3: Stylometry
Literary studies has arguably been the most active branch of the humanities in computational text analysis, most notably in the use of stylometry, a form of inquiry that combines literary theory with linguistics in order to examine the underlying structure of texts. For a colorful example of stylometry, see Radiolab’s story on how the aging process impacted Agatha Christie’s writing style.
Authorship Attribution
One pioneering work of authorship attribution was a 1964 study by statisticians Frederick Mosteller and David Wallace, who examined the Federalist Papers. Mosteller and Wallace did an analysis of the twelve papers of questionable authorship, comparing the use of common “function words” (but, and, of, etc.) used in those essays with known writings of John Jay, Alexander Hamilton, and James Madison. Their conclusion (based on evidence such as a higher usage of the word “upon”) was that the twelve unattributed papers were most likely authored by Madison, supporting suspicions historians already held.
Macro Patterns
Literary historians have often classified novels by genre (Gothic, Bildungsroman, etc.) based on content and themes. Many are now considering whether books can be grouped by their stylistic attributes.
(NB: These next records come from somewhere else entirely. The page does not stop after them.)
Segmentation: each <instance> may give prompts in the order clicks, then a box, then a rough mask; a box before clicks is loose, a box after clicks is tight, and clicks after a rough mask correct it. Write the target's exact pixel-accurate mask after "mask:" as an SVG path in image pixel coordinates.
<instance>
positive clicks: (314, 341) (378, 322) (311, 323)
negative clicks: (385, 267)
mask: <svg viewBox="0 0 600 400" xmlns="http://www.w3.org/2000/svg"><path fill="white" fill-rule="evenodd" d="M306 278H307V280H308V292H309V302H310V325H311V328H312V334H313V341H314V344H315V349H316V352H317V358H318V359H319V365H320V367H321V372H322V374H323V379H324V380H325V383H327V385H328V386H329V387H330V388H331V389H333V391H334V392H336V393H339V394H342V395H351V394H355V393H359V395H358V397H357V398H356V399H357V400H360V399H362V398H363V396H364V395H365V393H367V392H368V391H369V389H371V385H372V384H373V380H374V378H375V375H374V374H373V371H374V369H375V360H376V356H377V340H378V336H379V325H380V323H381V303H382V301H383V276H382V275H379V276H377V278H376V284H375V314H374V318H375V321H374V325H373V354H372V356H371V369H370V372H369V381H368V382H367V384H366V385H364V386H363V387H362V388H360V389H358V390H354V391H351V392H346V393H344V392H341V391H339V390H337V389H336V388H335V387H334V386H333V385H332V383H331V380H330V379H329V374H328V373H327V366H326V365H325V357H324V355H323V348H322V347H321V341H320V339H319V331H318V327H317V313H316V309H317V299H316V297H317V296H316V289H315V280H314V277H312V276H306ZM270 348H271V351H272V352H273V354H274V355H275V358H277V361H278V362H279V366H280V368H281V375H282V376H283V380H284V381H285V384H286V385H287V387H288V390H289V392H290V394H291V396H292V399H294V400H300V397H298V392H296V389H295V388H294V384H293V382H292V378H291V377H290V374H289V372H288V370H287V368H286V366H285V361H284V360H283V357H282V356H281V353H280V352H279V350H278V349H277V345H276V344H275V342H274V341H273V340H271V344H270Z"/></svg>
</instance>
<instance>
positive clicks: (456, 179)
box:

Are Gothic novels structurally different from satire in a measurable way? What about authors that cross genres – do they tend to write differently or does their personal literary “fingerprint” remain the same? Can computational analysis be used to discover new genres? Meanwhile, stylometry might also be able to measure broader differences between groups of authors. Do American novelists tend to write substantially differently than Irish or Scottish novelists? Can a computer program differentiate between a male and female author? How does structural syntax change over time?